Billet philosophique

« Responsabilité, solidarité, partage »

16 mai 2014, par Roger Orlu

Un Réunionnais ’ami de la philo’ nous a envoyé un article très intéressant publié récemment par le CADTM (Comité pour l’Annulation de la Dette du Tiers-Monde), sous le titre : « Néo-colonialisme et écologie : l’accaparement du monde ». Cet article rappelle notamment que « si les impacts sociaux de la colonisation ont déjà été fréquemment soulignés, il n’en est pas de même pour les effets que celle-ci a eus sur les milieux naturels. Pourtant, l’expansion du capitalisme à l’échelle planétaire, principalement par la violence et la coercition, a engendré des bouleversements écologiques sans précédents ». Voilà un phénomène important dont nous avons à prendre conscience et pas mal d’enseignements à tirer à La Réunion.

Claudia Laup. « Quand on parle d’une seule voix, on est entendu ».
(photo M.M.)

En effet, comme le souligne cet article, « l’imposition d’un modèle productiviste et capitaliste va être à la source d’un désastre écologique.
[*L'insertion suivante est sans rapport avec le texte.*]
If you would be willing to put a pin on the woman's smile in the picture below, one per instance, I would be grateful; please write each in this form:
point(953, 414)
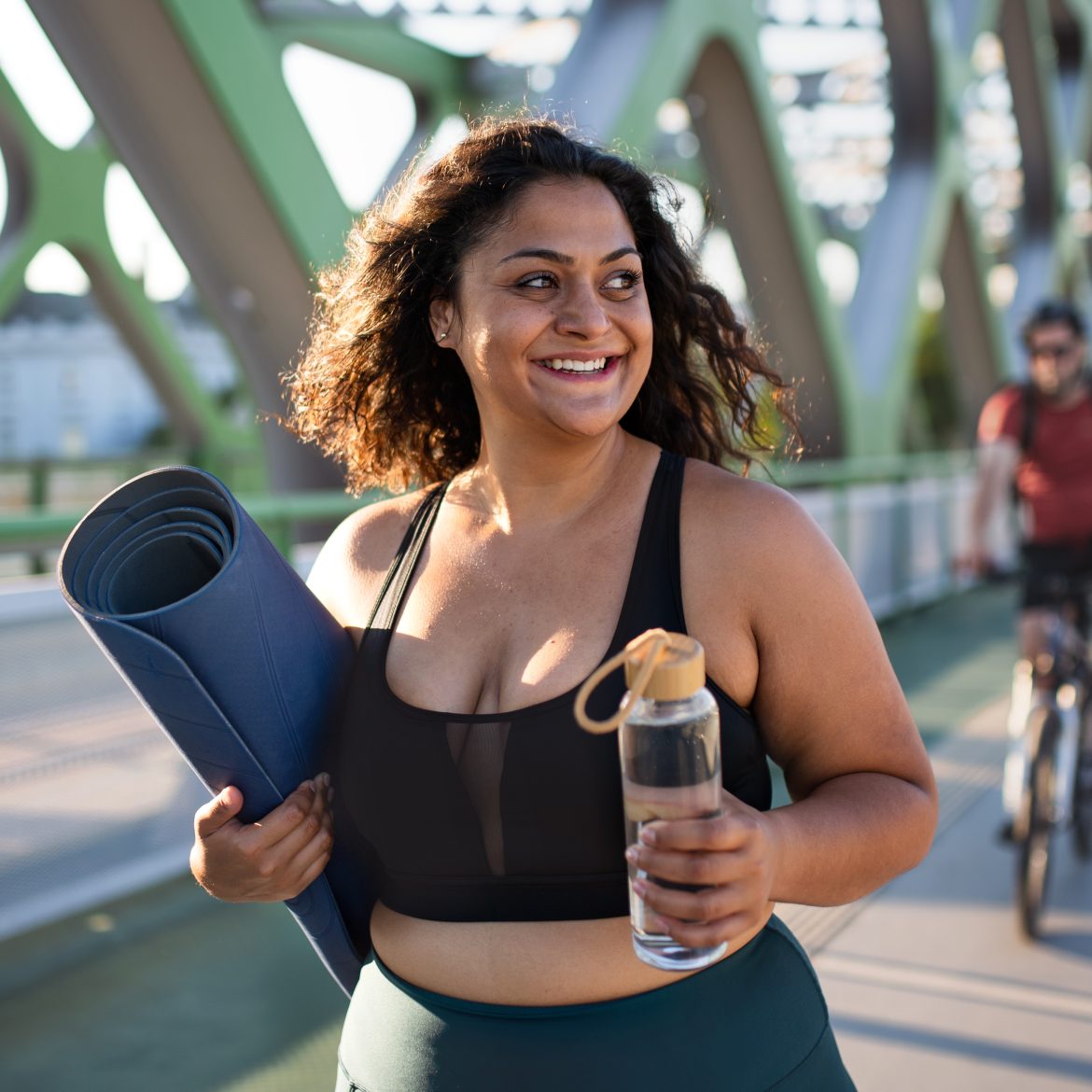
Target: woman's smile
point(581, 370)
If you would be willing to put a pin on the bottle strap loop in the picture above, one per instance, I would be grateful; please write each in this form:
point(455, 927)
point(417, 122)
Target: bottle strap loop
point(653, 643)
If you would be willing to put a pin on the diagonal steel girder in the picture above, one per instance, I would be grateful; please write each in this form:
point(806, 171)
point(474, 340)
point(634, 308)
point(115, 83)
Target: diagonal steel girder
point(138, 75)
point(708, 49)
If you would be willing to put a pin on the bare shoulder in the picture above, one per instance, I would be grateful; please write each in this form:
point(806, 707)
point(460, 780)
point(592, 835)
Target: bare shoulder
point(749, 525)
point(353, 561)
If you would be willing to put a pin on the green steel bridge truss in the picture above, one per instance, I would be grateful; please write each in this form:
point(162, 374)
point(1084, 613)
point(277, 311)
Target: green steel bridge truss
point(190, 96)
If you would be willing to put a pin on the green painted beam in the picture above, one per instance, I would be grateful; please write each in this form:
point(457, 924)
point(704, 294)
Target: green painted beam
point(240, 63)
point(381, 46)
point(66, 206)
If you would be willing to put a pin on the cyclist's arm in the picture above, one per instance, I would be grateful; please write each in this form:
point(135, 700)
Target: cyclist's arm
point(997, 467)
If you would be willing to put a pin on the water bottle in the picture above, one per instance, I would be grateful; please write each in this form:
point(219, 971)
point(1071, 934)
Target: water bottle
point(669, 745)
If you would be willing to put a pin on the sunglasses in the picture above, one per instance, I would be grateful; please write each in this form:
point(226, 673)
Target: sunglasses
point(1054, 352)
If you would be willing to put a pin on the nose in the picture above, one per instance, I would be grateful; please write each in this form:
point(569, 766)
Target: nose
point(581, 313)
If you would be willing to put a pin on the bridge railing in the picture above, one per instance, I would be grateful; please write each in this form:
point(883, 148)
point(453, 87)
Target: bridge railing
point(898, 521)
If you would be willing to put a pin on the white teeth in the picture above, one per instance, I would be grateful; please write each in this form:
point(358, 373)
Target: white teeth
point(563, 365)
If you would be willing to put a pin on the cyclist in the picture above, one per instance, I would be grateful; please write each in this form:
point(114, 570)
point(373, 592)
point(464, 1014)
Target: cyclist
point(1035, 441)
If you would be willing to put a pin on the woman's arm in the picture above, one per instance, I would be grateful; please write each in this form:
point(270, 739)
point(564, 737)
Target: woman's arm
point(280, 855)
point(788, 633)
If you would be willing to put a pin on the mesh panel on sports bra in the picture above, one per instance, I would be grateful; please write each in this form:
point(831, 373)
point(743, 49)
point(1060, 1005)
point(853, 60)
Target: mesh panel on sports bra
point(477, 751)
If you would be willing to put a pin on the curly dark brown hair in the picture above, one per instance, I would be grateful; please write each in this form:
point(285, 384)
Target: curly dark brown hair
point(376, 392)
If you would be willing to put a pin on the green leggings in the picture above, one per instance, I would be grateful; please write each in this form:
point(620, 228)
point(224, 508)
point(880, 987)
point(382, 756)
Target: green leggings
point(755, 1021)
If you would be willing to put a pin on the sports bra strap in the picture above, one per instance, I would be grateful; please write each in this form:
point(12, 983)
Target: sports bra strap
point(405, 559)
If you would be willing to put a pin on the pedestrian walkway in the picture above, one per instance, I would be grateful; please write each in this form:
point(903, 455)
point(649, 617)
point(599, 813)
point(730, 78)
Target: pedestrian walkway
point(930, 984)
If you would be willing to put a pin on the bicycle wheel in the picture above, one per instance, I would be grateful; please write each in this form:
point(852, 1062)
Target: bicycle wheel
point(1083, 790)
point(1035, 827)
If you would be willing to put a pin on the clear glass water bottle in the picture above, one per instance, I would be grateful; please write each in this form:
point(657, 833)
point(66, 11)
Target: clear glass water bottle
point(669, 744)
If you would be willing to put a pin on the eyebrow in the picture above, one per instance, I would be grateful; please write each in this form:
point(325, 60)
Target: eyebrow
point(559, 259)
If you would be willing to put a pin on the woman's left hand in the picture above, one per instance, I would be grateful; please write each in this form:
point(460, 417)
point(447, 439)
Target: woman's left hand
point(732, 858)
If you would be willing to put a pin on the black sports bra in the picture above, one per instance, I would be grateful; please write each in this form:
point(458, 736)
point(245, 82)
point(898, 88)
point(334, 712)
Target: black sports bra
point(514, 816)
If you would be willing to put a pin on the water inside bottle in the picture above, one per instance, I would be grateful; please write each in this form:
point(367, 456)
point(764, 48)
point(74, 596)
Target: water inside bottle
point(644, 804)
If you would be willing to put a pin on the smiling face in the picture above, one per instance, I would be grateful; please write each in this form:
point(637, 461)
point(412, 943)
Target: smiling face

Concrètement, cela va se traduire notamment par l’exploitation jusqu’à épuisement des ressources minières et forestières des pays colonisés. Cette exploitation, qui sera un des facteurs du décollage économique de l’Europe, va entraîner dans les régions concernées un épuisement des sols, la destruction de l’habitat et la disparition d’espèces, une déforestation massive ainsi qu’une vulnérabilité accrue aux aléas climatiques. (…)
Par la suite, l’industrialisation va encore accroître l’exploitation à la fois des peuples colonisés mais également de leurs écosystèmes. Les cinq derniers siècles de pillage portent ainsi en eux les germes de la crise écologique globale que nous connaissons ».

Les priorités

Cet article ajoute que le pillage mis en œuvre durant la période coloniale « a perduré grâce à une arme aussi pernicieuse qu’efficace : la dette ». En effet, la dette est devenue la pièce centrale d’un néo-colonialisme, permettant aux grandes puissances (pays riches au service de leurs entreprises transnationales) de poursuivre l’accaparement du monde sans s’encombrer de la tutelle politique.
Par ailleurs, le système dette va aggraver la situation environnementale des pays du Sud de deux autres manières : la première est l’aggravation de la pauvreté, qui va contraindre des populations entières à pressurer leur environnement à des fins de survie ; la seconde, découlant de la première, est la prolifération des bidonvilles, dont la nature informelle va impacter considérablement les écosystèmes.
En bref, parvenir à dépasser l’impasse écologique dans laquelle une grande partie de l’humanité se trouve déjà ne pourra se faire sans remettre en cause le cadre économique créateur d’inégalités, d’exploitation et de gaspillage. Suite à ce constat, on serait tenté de dire que, pour tout écologiste convaincu, l’annulation de la dette et la fin du néo-colonialisme devraient être parmi ses priorités ».

« Pas maîtres de notre destin »

C’est exactement ce que Claudia Laup, une jeune habitante de Sans-Souci, a déclaré en tant que Réunionnaise le 10 mai dernier lors des premières Rencontres Citoyennes organisées à Saint-Paul par l’association pour la Promotion du génie collectif réunionnais afin de « réconcilier les Réunionnais pour un projet de responsabilité, de solidarité et de partage ».
Après avoir rappelé que notre peuple, né il y a 350 ans, n’a cessé de grandir sous un système colonial, avec près de 200 ans d’esclavage, Claudia Laup a souligné que « toujours les Réunionnais se sont retrouvés divisés entre ceux qui ont tout et ceux qui n’ont rien, ou presque rien :
• il y avait les esclaves et les gros propriétaires ;
• il y avait les affranchis et les mêmes gros propriétaires ;
• il y a ceux qui vivent en dessous du seuil de pauvreté et les sur-rémunérés.
Nous avons eu soi-disant la liberté. Mais nous ne sommes pas maîtres de notre destin. Pour tout ce dont on a besoin, il faut toujours demander ».

« Conquérir notre vraie liberté »

Et voici la conclusion de cette intervention de Claudia Laup : « Aujourd’hui, il faut unir les Réunionnais. Il faut cesser les divisions. Quand on parle d’une seule voix, on est entendu.
La suppression du département est une occasion exceptionnelle de créer une nouvelle société réunionnaise. Il faut saisir cette opportunité pour débattre ensemble du modèle de société que nous voulons pour nos enfants.
Il faut oser imaginer de nouvelles relations dans la population, basées sur un nouveau partage des responsabilités, dans le respect des différences et dans la solidarité avec les plus faibles et les plus fragiles.
Profitons de la suppression du département pour conquérir notre vraie liberté : la liberté de décider ! ».